Com’è la convivenza forzata per via del Coronavirus?

In periodi come questi la convivenza forzata può generare delle tensioni. Come poterle evitare e cercare di vivere in modo più sereno?

In questi giorni si è parlato tanto del caso di  Xi’an, una cittadina cinese in cui si è registrato un alto numero di richieste di divorzio proprio durante il periodo forzato di quarantena. Evidentemente, questa convivenza forzata non ha giovato alla coppie cinesi, e che quindi non è assolutamente un caso un record di questo tipo. Le coppie sono messe a dura prova, non ci sono più i propri spazi, i propri hobby, la possibilità di stare lontani l’uno dall’altra, vedere altre persone e tornare a casa più sereni di come si è usciti. Si sta a contattao praticamente sempre ed emergono quei difetti che ognuno ha, mostrati forse troppo poco. Insomma, si parla di vere e proprie tensioni che possono aumentare anche per la presenza dei figli.

La convivenza forzata per il Coronavirus e le tensioni che nascono

Come evitare le tensioni? Come poter stare bene con l’altro e coi propri figli, qualora ce ne fossero?
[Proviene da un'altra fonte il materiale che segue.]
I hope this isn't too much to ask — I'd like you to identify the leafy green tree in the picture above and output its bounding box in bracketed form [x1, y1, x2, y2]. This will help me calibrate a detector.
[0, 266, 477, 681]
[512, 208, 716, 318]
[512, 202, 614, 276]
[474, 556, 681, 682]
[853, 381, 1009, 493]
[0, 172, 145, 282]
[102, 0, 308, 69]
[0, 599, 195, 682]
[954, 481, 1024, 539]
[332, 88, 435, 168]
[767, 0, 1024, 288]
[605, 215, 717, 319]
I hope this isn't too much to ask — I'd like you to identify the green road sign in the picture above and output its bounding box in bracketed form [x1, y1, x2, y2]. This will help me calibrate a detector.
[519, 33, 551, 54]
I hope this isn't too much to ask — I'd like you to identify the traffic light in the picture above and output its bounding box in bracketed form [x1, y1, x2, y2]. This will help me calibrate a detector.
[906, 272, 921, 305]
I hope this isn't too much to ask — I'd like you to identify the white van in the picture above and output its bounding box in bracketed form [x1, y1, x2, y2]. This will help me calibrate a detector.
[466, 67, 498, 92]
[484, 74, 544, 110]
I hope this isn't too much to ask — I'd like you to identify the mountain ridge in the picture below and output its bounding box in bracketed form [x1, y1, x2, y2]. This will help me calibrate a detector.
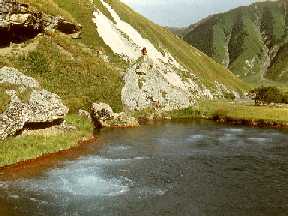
[173, 0, 288, 84]
[0, 0, 247, 112]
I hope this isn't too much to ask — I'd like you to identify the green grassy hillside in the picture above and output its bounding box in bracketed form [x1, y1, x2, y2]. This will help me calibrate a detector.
[0, 0, 247, 112]
[180, 0, 288, 84]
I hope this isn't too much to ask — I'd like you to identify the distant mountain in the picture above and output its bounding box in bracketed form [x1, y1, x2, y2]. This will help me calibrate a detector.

Bisogna alzarsi la mattina, farsi carichi di buon senso, di positivià, e dare avvio ad un progetto.

Ognuno deve avere dei compiti da svolgere in casa e sarebbe bellissimo che ci fosse collaborazione e solidarietà, comprensione e “amicizia”.

Approfittare di questi momenti di quarantena per fare qualcosa di speciale, mai fatto prima per via del lavoro. Rimboccarsi le maniche e magari cucinare quel dolce che entrambi avete visto in pasticceria e che non avete potuto comprare per la fretta.

Fare un pranzo o una cena particolare, discutere su qualcosa che vi tocchi, vedere film che possono essere di comune interesse.

Bisogna collaborare e fare qualcosa che magari vi dà noia, ma che può essere più allegra se l’altro vi aiuta.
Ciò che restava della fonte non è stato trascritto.